Po szczęśliwym dotarciu do Murowańca i pokrzepieniu nadwątlonych sił gorącą herbatą i napojem wyskokowym firmy "Tymbark" wszyscy wyruszyli z zamiarem dotarcia na przełęcz Karb lub nawet szczyt Kościelca. W zamierzeniu kierownika miało to być sprawdzenie możliwości i umiejętności uczestników. Dosyć szybko dotarli nad Stawki Gąsiennicowe, których jest tu około dwudziestu, obecnie zasypane warstwą 20cm śniegu. W przelębli Zielonego Stawu (1674 m npm) zauważono sztucznie tu wpuszczone pstrągi gdyż ubóstwo zooplanktonu nie pozwala na naturalne występowanie ryb. Na sąsiednim stawie Kurtkowiec znajduje się najwyżej w Polsce położona wyspa (1689 m. npm).
Już na podejściu na Karb należało nałożyć raki co dla niektórych stanowiło nowe doświadczenie. Po osiągnięciu przełęczy dosyć pochopnie (ze względu na późną porę) zdecydowano się kontynuować wejście na Kościelec. Stroma ściana pokryta wciąż padającym śniegiem sprawiła trochę trudności i szczyt (2155 m npm) osiągnięto dość późno.
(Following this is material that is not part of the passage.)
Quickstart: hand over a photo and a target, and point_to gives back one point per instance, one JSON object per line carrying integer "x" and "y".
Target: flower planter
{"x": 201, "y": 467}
Na Karb grupa dotarła o zmroku. Ślady zasypał już śnieg przez co szlak został zgubiony i zaczęło się błądzenie w ciemnościach wśród głazów i płatów kosówki po rozległych morenach doliny.
Szczeliny pomiędzy głazami, przysypane cienką warstwą śniegu i gęste zarośla kosówki stanowiły pułapkę i z każdą chwilą topniały zapasy sił i nadziei noclegu na ciepłej pryczy. Po dwóch godzinach i kilku przewidzeniach (przez co wielka wanta zyskała miano "chatki Krecika") przebyto w linii prostej około 900 m i osiągnięto Litworowy Staw skąd szlak doprowadził grupę do schroniska. Test wypadł pomyślnie - wszyscy wrócili.
Następnego dnia rozpoczęła się wspaniała mroźna i słoneczna pogoda. Planowane było osiągnięcie Koziego Wierchu lecz ze względu na warunki śniegowe zmieniono cel na łatwiejszą Świnicę. Na porannym podejściu pod przełęcz Liliowe brnąc po kolana w śniegu pokonano kilka kryzysów i nikt nie zawrócił. Liliowe dzieli Tatry na Wysokie i Zachodnie i w tym bardzo szczególnym miejscu powitało wszystkich słońce napełniające serca otuchą i nadzieją osiągnięcia szczytu Świnicy. Od Przełęczy Świnickiej grań wznosi się pod kątem 30 stopni i trzeba było przyznać, że przy zaśnieżeniu i oblodzeniu to całkiem stromo.
Droga dość męcząca, trudności umiarkowane, miejscami ekspozycja. Odległość 4,3 km, deniwelacja 800 m. 2h i 25min. Zimą tylko wejścia w dobrych warunkach. Konieczne raki i czekan.
       J. Nyka - "Tatry Polskie - przewodnik"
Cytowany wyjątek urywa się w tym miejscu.